This is however not true - I have Sky TV downstairs, but I also have satellite TV in my bedroom, to get this all I did was run an extra cable from the Sky satellite dish into a HD satellite card in my PC and there we have it free satellite TV.
I don't get all the Sky channels but there are still many Free to air satellite channels out there that are still available.
All the BBC channels are free to air and can be received by a Sky box with either a cancelled sky card in the slot or no sky card in the slot.
Also many of the other terrestrial channels are FTA (free to air) - like ITV, C4, C5, Film4 is also free.

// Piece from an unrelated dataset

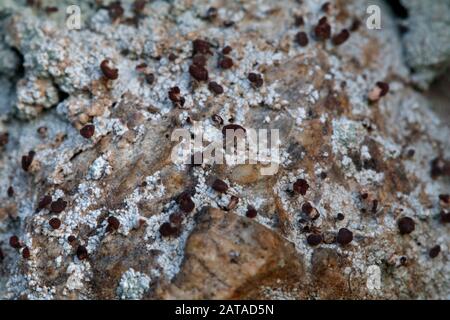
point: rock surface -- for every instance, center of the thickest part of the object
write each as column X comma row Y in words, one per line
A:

If you plug your satellite dish into a generic free to air satellite receiver or PC tuner card you may find that at first you receive about 20 Channel 4's (if it's a Freesat receiver or a Sky box these are pre-programmed to only show one Channel 4), and you'll also notice a number of BBC1's, ITV's and C5's. These are regional variations the main difference between each region is the advertisements - for example in the West Midlands you might see adverts for things like West Midlands Safari Park or the Birmingham and Wolverhampton locations of DFS or Ikea, where as on the North West versions you might see adverts for Gullivers in Warrington, or DFS, Manchester, Ikea Warrington, etc. Also if your over the border in Scotland you'd notice that by removing your sky card the STV would change to ITV, and in Wales S4C would swap with C4.
If you remove your sky card from the slot you will find that after a few minutes it will switch all your regional channels to a London version (BBC London, ITV London). It uses the postcode stored in the Sky card to figure out which region to show (and if you want to watch something that's not in your region if you go to the end of the Sky channels in the 900 beyond the adult channels you can get the various BBC regions).
If you cancel your card but leave it in the slot it will still use your postcode to give you the same region, and if you have a sky box that doesn't have a card you can call Sky up and ask them to send you out a Sky Freesat card - note this is not the same as Freesat (even though it shares the same name). The Sky Freesat card will be matched to the postcode it's sent to so it will correct the channels to your correct area.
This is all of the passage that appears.